10. Link to Practice Zone or Intervention Hub

If you missed any of the practice questions, do not just mark yourself wrong and move on. Look at the type of mistake you made.

FAQ: Percentages in Core Maths

Why do students fail percentage questions in WASSCE Core Maths?

Many students fail because they use the wrong base, misread increase and decrease, confuse profit and loss, or rush into calculation without understanding the question.

What is the most important rule in percentages?

The most important rule is to identify the whole or original amount. A percentage always compares a part to a whole.

Why is the cost price used in percentage profit?

Cost price is used because profit is measured against the amount used to buy the item. The selling price is not the basis for the percentage profit.

How can weak students improve in percentages?

They should practice fractions, decimals, percentages of a number, percentage increases, percentage decreases, and word problems step-by-step. They should also write full works instead of guessing.

Conclusion: Percentages Become Easier When the Base Is Clear

Percentages in Core Maths are not difficult because the topic is too big. Many learners struggle because they do not identify the correct base before calculating.

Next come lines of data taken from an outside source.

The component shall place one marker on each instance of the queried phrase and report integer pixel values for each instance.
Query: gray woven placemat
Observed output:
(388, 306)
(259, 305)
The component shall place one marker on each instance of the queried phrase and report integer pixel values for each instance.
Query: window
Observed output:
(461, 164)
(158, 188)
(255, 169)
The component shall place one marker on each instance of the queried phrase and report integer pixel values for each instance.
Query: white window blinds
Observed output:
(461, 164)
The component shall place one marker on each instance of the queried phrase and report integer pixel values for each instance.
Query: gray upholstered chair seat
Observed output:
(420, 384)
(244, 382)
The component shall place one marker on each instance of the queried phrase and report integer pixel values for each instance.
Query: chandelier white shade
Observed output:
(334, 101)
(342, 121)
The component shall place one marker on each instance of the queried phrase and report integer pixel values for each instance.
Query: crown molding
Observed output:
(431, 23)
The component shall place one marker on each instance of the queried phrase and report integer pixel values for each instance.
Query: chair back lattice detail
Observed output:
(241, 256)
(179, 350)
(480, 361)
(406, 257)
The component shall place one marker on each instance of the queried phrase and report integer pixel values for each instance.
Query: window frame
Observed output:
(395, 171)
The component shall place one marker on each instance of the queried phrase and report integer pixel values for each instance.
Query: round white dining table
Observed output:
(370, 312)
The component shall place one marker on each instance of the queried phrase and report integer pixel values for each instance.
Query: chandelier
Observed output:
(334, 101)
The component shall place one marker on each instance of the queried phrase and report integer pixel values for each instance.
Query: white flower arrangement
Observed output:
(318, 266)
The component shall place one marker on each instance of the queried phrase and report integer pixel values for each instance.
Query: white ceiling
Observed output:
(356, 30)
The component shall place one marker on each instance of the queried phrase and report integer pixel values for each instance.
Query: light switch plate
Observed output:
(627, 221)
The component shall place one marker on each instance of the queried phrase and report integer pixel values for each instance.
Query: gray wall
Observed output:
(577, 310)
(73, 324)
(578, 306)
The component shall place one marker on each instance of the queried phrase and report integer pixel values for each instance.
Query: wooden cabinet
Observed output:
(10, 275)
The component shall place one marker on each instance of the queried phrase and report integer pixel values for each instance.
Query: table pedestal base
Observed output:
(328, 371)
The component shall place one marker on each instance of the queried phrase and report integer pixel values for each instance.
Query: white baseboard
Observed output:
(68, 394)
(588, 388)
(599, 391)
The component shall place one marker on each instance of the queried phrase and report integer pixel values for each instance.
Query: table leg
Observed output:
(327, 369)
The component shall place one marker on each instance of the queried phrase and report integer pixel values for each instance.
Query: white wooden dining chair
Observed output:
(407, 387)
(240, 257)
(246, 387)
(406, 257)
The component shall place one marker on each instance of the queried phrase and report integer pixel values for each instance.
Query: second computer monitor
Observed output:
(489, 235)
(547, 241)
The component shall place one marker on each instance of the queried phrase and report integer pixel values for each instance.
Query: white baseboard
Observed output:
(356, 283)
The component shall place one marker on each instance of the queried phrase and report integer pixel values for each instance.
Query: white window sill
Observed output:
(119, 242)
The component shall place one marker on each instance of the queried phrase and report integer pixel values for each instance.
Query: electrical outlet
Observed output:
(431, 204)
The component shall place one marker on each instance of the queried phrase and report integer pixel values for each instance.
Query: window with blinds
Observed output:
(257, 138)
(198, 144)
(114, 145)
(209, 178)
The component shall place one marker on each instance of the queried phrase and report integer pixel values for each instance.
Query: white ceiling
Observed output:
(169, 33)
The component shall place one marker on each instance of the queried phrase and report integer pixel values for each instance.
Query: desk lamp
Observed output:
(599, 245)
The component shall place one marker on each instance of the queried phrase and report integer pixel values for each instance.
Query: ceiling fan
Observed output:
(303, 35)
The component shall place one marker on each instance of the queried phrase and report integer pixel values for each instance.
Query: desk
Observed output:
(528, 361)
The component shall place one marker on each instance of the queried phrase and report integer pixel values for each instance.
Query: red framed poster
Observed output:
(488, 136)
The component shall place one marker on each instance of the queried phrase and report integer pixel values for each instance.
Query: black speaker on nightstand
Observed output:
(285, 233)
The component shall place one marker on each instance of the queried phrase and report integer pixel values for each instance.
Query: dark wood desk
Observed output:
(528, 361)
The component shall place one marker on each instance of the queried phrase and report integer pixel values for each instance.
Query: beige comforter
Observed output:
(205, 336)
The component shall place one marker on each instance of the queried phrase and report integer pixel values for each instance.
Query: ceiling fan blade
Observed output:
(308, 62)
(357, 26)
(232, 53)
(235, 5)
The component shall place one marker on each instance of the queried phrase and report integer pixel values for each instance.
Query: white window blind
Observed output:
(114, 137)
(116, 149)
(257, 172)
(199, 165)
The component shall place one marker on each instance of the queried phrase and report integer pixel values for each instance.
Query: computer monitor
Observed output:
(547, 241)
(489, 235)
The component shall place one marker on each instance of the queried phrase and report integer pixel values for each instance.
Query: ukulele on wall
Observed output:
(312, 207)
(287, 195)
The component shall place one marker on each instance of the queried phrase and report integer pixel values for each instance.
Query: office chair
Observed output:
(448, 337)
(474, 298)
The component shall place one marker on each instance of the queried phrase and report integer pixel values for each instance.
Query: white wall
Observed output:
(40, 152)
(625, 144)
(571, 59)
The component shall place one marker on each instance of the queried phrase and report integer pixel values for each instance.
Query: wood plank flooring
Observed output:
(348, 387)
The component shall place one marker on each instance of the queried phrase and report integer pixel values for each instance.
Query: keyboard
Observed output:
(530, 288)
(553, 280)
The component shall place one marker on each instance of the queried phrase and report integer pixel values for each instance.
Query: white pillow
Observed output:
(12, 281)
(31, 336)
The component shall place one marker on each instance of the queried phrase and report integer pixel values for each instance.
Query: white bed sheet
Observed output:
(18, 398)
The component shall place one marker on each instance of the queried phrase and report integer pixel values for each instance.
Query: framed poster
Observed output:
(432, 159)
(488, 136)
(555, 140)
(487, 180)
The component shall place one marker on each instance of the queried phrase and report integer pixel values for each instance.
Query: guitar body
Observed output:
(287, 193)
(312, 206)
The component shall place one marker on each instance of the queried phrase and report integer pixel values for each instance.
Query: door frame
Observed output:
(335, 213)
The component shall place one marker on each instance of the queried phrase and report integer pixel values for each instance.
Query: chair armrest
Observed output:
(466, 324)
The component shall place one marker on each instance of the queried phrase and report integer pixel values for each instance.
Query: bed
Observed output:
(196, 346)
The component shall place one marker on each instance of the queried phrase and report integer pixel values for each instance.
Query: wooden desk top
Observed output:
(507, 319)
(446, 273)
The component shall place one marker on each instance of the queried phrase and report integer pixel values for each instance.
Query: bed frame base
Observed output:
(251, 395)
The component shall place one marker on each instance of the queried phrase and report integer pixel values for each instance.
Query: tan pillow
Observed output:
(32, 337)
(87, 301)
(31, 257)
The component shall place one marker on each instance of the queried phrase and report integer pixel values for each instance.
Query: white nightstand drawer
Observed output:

In the classroom, when a learner asks, “Sir, should I divide by the old one or the new one?” that question is a sign that the learner is close to understanding the real issue. The answer depends on what the question is comparing.

For percentage increase, percentage decrease, profit, loss, discount, and interest, do not rush. Read the question. Identify the original amount. Find the change or required part. Then use the correct formula.

Once the base is clear, the percentage question becomes lighter. The learner stops guessing and starts understanding. That is the Maths Clinic way.